Part 2 will document the Principal Preferences the Health Care Agent (and all involved with the Principal Patient’s Health Care) should be aware of as the Principal’s Instructions. Item 6 will begin this report by requesting one of two checkboxes to be marked to indicate the Principal’s feeling regarding “End-of-Life Decisions.” If the Principal prefers not to have his or her life prolonged when faced with an incurable/irreversible condition that is terminal, being permanently unconscious, or a condition whose risks/burden of medical Treatment will “Outweigh Expected Benefits,” then he or she should mark the checkbox labeled “(a) Choice Not To Prolong Life.” However, if the Principal wishes to have his or her life Prolonged when faced with such a condition then, he or she should mark the checkbox “(b) Choice TO Prolong Life.”In Item 7, the Principal may choose to receive Artificial Nutrition and Hydration (regardless of the choice he or she made in Item 6) when necessary by marking the box between the words “If I Mark This Box” and “Artificial Nutrition…”Item 8 shall direct that “Relief From Pain” should be provided even if it may cause the Principal Patient to die prematurely. The Principal may have exceptions to this. If so, these should be recorded on the blank lines provided in this item. The Principal may wish to provide additional instructions or details to the Health Care Directive being documented there. If so, use the blank lines in Item 9 to document such additional items. Anything recorded here should be a complete account of Principal Preferences, so if there is not enough room, you may continue on an attachment or add more lines to this document.
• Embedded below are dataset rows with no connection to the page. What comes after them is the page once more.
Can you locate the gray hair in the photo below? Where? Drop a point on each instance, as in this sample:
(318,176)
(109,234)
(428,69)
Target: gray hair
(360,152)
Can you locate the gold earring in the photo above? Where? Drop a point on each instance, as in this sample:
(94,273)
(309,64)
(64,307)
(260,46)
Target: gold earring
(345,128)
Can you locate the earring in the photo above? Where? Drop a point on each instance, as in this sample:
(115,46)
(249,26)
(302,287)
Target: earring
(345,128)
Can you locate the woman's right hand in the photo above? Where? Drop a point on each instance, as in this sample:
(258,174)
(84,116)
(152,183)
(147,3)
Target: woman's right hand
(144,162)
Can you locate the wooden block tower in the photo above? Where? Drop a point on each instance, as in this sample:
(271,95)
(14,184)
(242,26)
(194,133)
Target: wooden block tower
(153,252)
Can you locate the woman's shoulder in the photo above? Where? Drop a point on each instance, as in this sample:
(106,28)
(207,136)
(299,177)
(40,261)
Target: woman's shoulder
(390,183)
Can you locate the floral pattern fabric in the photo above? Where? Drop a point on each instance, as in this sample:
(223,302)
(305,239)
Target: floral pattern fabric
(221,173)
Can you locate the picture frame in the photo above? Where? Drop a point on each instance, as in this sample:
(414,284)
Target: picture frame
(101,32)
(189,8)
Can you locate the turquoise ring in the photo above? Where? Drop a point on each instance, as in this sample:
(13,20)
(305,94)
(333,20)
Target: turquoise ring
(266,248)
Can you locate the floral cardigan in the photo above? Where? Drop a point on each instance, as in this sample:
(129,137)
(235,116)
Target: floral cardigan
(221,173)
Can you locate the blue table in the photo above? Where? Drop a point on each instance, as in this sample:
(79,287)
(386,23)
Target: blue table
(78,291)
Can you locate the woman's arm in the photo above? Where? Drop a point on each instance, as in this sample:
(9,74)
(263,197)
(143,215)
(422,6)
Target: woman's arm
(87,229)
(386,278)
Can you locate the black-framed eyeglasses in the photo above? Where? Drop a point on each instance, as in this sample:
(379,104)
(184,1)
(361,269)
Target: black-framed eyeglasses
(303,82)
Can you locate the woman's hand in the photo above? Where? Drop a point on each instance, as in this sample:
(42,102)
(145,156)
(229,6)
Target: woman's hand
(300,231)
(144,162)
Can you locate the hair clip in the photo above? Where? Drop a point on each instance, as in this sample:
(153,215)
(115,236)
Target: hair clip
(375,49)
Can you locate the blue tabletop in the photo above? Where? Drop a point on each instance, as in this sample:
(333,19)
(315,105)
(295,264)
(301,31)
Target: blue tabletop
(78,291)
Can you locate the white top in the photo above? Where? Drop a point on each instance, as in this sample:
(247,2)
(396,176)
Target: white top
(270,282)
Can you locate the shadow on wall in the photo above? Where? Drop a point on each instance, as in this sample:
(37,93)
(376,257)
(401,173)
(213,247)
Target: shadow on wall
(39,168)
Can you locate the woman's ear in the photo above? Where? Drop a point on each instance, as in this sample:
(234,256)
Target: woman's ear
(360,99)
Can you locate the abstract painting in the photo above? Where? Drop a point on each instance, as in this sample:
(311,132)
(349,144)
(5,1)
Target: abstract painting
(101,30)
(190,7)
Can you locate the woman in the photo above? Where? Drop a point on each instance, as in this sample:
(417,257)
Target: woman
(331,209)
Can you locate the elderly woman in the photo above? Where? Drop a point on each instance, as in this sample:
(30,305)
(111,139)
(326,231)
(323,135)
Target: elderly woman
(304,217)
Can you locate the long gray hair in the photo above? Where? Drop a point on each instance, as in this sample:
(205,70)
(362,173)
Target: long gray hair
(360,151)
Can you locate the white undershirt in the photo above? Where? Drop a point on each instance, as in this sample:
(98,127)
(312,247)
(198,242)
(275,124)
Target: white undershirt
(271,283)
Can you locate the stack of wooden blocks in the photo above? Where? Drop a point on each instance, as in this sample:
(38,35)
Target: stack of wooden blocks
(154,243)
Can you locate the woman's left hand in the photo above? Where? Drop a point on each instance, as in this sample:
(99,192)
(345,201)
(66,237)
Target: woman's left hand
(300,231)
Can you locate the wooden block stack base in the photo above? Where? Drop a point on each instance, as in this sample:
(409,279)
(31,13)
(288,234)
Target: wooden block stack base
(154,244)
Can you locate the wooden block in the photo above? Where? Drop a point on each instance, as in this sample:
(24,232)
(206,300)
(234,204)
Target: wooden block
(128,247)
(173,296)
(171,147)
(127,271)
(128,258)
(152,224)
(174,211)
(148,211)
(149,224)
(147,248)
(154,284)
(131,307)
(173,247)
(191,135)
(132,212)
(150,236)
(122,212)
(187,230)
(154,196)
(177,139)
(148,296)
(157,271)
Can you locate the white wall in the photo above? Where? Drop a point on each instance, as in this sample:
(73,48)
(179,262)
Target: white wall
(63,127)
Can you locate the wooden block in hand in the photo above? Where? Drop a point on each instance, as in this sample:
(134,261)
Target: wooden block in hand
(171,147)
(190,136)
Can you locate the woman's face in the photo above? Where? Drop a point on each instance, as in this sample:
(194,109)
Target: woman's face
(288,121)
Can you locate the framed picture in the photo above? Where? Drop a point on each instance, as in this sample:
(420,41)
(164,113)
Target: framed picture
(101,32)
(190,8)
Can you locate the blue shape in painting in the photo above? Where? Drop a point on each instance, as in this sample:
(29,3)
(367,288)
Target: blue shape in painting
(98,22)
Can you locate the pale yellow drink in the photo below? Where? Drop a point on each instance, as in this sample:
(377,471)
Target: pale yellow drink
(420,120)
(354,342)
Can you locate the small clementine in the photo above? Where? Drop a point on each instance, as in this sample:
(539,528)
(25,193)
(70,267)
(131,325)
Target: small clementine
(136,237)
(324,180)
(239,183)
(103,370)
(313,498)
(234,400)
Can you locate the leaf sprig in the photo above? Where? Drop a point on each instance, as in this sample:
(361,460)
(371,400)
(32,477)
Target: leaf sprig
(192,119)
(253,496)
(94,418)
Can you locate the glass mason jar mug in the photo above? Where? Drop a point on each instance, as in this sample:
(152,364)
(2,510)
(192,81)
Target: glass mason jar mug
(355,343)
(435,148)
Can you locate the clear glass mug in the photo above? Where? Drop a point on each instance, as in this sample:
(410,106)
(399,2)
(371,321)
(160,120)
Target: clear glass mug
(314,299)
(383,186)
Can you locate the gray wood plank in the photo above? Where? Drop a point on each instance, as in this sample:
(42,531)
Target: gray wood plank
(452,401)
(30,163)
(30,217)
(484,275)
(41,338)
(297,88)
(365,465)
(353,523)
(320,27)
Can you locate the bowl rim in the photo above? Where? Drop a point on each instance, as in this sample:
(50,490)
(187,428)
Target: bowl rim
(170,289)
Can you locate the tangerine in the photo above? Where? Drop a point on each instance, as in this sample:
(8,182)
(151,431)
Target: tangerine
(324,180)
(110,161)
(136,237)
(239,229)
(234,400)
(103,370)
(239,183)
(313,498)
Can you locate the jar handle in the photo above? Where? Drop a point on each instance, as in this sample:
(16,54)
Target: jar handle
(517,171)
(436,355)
5 – The Option To Name A Primary Physician May Be

In Part 3, the option to name the Principal Patient’s Primary Physician has been made available. If this is desired, then enter the Full Name of the Primary Physician on the first blank line in Item 10. Then on the second blank line in Item 10, enter the Primary Physician’s Address. Finally, enter the Primary Physician’s Telephone Number on the third blank line in this item. In addition to the Principal’s Primary Physician, an Alternate Physician may be named in case the one named above is unable, unwilling, or unavailable to act as the Principal’s Primary Physician. To document an Alternate Physician, locate the paragraph beginning with the words “Optional: If The Physician I Have Designated Above…” then, enter the Alternate Physician’s Full Name on the first blank line. Then, on the second blank line, enter the Alternate Physician’s Full Address. Lastly, enter the Alternate Physician’s telephone Number on the third blank line

6 – The Principal’s Signature Shall Authenticate The Principal’s Preferences Here

The Principal will need to sign this form to finalize it properly. Two columns below the words “(12) Signatures: Sign And Date The Form Here” have been provided. In the column on the left, the Principal must enter the Date he or she signs this form and his or her Full Address. Then in the column on the right, the Principal must sign and print his or her Name on the two blank spaces provided. This form must be signed by the Principal in order for it to be Effective.

This signature must be adequately substantiated by another party. This may be either two Witnesses or a Notary Public. The Principal may decide to choose the method he or she prefers. If the signing occurs before two Witnesses then each Witness must read the text in “Alternative No. 1,” then provide the Date of Signature, his or her Address, his or her Signature, and his or her Printed Name. There will be two paragraphs so that each Witness will have their own areas.

If the Principal will substantiate his or her Signature through a Notary Public, the Notary Public will supply the items in “Alternative No. 2.”